5 Responses to “Are Women More Likely Than Men to Require Chemistry to Go On A Second Date?”

  1. JimmyE Jul 4th 2007 at 10:56 am 1

    Some thoughts-

    1) men are more visual and are therefore more likely to rule women out BEFORE the first date.

    2) Men are expected to pursue women. Consequently there’s not much time to analyse the first few dates. If we’re having a good time, we start planning the next call and plans for the second date.

    3) If a man likes a woman and finds her attractive, he’s probably going to hang about till he gets to have sex. After that, he might start to ask himself if the relationship has long term potential.

    4) Women have more options in the early stages of dating, and are therefore more likely to exercise them.

    5) ‘No Sparks’ is often a euphemism for more concrete factors which people are too polite to admit to (even to themselves)

  2. feelingflirty Jul 5th 2007 at 05:50 pm 2

    You have some wacky comments but I like it!

  3. redheadfromtdot Jul 5th 2007 at 07:03 pm 3

    I think that Jimmy nails it.

    Furthermore:
    “No chemistry” is a way of saying “lack of physical attraction”. People seem to take offense to the latter because they hear “not attracted to you” as “you’re not attractive”.

    Attraction is a funny thing. It’s there or it’s not. One person can feel it while the other doesn’t. It’s hard to control.
    Many of us have been physically attracted to people we didn’t like and wished we were attracted to people we did.

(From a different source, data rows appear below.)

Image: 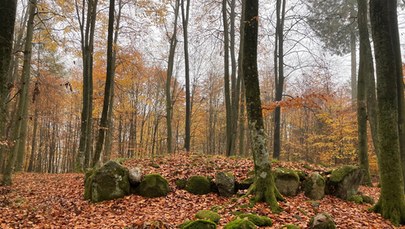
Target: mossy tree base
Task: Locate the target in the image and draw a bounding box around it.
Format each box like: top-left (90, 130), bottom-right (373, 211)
top-left (372, 198), bottom-right (405, 226)
top-left (246, 175), bottom-right (284, 213)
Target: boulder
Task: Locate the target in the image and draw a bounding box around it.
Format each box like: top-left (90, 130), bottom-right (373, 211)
top-left (274, 168), bottom-right (300, 196)
top-left (128, 167), bottom-right (143, 185)
top-left (325, 165), bottom-right (363, 200)
top-left (180, 220), bottom-right (217, 229)
top-left (186, 176), bottom-right (211, 195)
top-left (215, 172), bottom-right (235, 197)
top-left (304, 172), bottom-right (325, 200)
top-left (237, 213), bottom-right (272, 227)
top-left (224, 218), bottom-right (257, 229)
top-left (195, 210), bottom-right (221, 224)
top-left (309, 213), bottom-right (336, 229)
top-left (136, 174), bottom-right (170, 198)
top-left (84, 160), bottom-right (130, 202)
top-left (236, 177), bottom-right (254, 190)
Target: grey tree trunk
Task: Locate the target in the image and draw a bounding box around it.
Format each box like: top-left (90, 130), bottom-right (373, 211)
top-left (370, 0), bottom-right (405, 225)
top-left (242, 0), bottom-right (281, 212)
top-left (356, 0), bottom-right (372, 186)
top-left (273, 0), bottom-right (286, 160)
top-left (351, 30), bottom-right (357, 103)
top-left (2, 0), bottom-right (36, 185)
top-left (92, 0), bottom-right (116, 167)
top-left (165, 0), bottom-right (180, 154)
top-left (181, 0), bottom-right (191, 152)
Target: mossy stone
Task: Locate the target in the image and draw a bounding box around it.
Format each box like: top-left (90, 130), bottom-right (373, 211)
top-left (181, 219), bottom-right (217, 229)
top-left (195, 210), bottom-right (221, 224)
top-left (136, 174), bottom-right (170, 198)
top-left (186, 176), bottom-right (211, 195)
top-left (309, 213), bottom-right (336, 229)
top-left (304, 172), bottom-right (325, 200)
top-left (330, 165), bottom-right (358, 182)
top-left (87, 160), bottom-right (130, 202)
top-left (361, 195), bottom-right (375, 204)
top-left (84, 168), bottom-right (95, 200)
top-left (238, 213), bottom-right (272, 226)
top-left (224, 218), bottom-right (257, 229)
top-left (274, 168), bottom-right (300, 196)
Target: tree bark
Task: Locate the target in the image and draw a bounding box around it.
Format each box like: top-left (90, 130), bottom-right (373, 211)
top-left (0, 0), bottom-right (17, 177)
top-left (356, 0), bottom-right (372, 186)
top-left (370, 0), bottom-right (405, 225)
top-left (273, 0), bottom-right (286, 160)
top-left (2, 0), bottom-right (36, 185)
top-left (181, 0), bottom-right (191, 152)
top-left (242, 0), bottom-right (282, 212)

    I’ve learned that if I’m not attracted to a guy I can’t date him even if compatibility is strong. It’s not right nor fair to either one of us, and attraction is necessary for sex. If I’m dating a guy that I have fun with, and get along well with and find compatible but I don’t want to be physical with him, I tend to date him until I convince myself to let this one go. I often hope that the attraction will suddenly appear or reappear but it rarely works that way and even then it’s not really “sudden”, but the sudden revelation of something gradual.

    I’m friends with some guys that I’ve dated. If the chemistry’s not there and it feels platonic, there’s little difference between “dating” and “hanging out”.

    I’ve decided that sometimes “sparks” (“stars”?) are the reaction to something new, masquerading as feelings of attraction, and then in time the feeling peels away.

    And yes, how you meet is an important part of the formula.

    I hope I’m making sense in my sleepy state. Forgive the rambling.

  4. Roger Jul 7th 2007 at 06:28 am 4

    Thank you Evan and everyone else for your insights. I continue to learn new things every day!

  5. Sahaja Jul 28th 2008 at 09:43 am 5

    I think redhead hit the nail on the head – There is a decided difference between good looking and attractive. There are extremely in shape men that have great bodies, but we don’t find them attractive. In contrast, there are men that not models by any means that women flock around. Women pay attention to the details – very true. And when we have a gut feeling,its usually on point. So if she doent want to meet up, call it a good thing – if it was going to happen, it would have. This is time you saved, and now you can be meeting someone else – that you can connect with.